Sur le front de l’activité, les indicateurs demeurent solides. La croissance économique de l’Union s’est établie à 6,7% en 2025, contre 6,2% en 2024. Cette performance s’explique par les bons résultats de la campagne agricole, le dynamisme du secteur des services ainsi que la contribution des industries extractives et manufacturières.

 

Les perspectives restent bien orientées pour l’année en cours. La Banque Centrale des États de l'Afrique de l'Ouest anticipe une croissance de 6,4% en 2026, soutenue par une demande intérieure robuste et par la bonne tenue des productions agricoles et minières.

 

Le financement de l’économie poursuit également sa progression. Les crédits bancaires ont augmenté de 5,6% en 2025, après une hausse de 4,5% l’année précédente, traduisant un regain graduel de l’activité de prêt dans l’Union.

 

Parallèlement, la situation extérieure de l’espace communautaire s’est améliorée au cours de la période récente. La hausse des exportations de produits pétroliers, d’or et de cacao, combinée à la baisse des coûts des importations alimentaires et énergétiques, a contribué à renforcer les équilibres extérieurs.
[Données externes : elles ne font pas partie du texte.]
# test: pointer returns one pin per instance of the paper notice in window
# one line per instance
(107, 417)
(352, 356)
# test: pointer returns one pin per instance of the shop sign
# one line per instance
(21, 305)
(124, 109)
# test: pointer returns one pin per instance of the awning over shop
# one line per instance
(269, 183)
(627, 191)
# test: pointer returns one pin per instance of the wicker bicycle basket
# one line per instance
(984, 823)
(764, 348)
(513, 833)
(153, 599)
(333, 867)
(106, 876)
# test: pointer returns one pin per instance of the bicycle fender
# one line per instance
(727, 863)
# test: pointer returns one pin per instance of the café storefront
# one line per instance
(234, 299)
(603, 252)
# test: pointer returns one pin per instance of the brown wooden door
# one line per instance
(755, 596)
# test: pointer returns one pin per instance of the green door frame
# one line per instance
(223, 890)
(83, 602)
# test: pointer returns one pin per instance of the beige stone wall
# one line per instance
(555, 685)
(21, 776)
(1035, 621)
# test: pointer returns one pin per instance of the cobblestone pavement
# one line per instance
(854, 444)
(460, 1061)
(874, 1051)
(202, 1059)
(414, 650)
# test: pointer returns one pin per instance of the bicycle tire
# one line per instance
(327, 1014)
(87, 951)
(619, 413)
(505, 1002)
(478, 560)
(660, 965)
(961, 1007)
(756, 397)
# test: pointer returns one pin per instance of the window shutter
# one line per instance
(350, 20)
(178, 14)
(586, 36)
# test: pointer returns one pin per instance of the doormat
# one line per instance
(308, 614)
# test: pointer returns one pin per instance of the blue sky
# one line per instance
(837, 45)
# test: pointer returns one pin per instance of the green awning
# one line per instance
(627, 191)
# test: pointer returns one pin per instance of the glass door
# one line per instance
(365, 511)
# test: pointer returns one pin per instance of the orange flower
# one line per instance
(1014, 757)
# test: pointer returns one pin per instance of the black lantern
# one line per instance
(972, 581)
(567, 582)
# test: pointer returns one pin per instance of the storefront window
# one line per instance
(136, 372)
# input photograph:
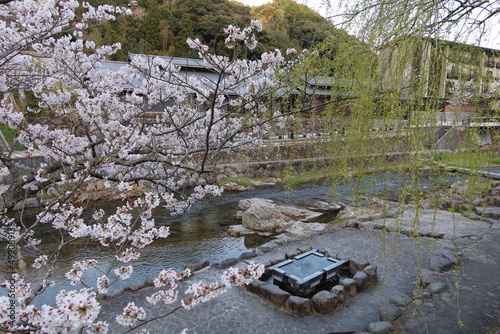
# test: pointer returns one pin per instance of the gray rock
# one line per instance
(304, 249)
(400, 300)
(371, 271)
(292, 254)
(226, 263)
(422, 294)
(389, 312)
(381, 327)
(263, 215)
(255, 286)
(362, 282)
(440, 264)
(341, 292)
(428, 277)
(246, 255)
(325, 302)
(150, 281)
(195, 266)
(356, 265)
(491, 211)
(301, 307)
(113, 294)
(273, 294)
(31, 202)
(437, 287)
(136, 286)
(350, 286)
(450, 255)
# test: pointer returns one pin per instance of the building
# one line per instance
(442, 75)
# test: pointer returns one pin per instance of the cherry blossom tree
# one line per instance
(43, 50)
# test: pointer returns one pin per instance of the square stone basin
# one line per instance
(305, 271)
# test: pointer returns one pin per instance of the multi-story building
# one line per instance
(443, 75)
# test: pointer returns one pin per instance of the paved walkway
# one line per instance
(475, 308)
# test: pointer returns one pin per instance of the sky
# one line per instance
(492, 41)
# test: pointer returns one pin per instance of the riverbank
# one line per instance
(445, 282)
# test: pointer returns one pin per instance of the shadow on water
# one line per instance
(201, 233)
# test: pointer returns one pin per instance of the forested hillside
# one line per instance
(162, 26)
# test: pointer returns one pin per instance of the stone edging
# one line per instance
(323, 302)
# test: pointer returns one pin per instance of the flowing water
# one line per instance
(201, 234)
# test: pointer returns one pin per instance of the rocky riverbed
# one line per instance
(438, 269)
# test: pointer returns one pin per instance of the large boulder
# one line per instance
(263, 215)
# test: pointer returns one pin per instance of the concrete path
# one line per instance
(469, 305)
La mobilisation accrue de ressources extérieures par les États membres a également soutenu cette tendance.

 

Dans ce contexte, la baisse des taux directeurs apparaît comme un ajustement prudent de la politique monétaire. Le Comité de politique monétaire indique toutefois qu’il restera particulièrement vigilant face à l’évolution des prix et à l’environnement international. Si nécessaire, il se dit prêt à prendre de nouvelles mesures afin de préserver la stabilité monétaire et financière de l’Union.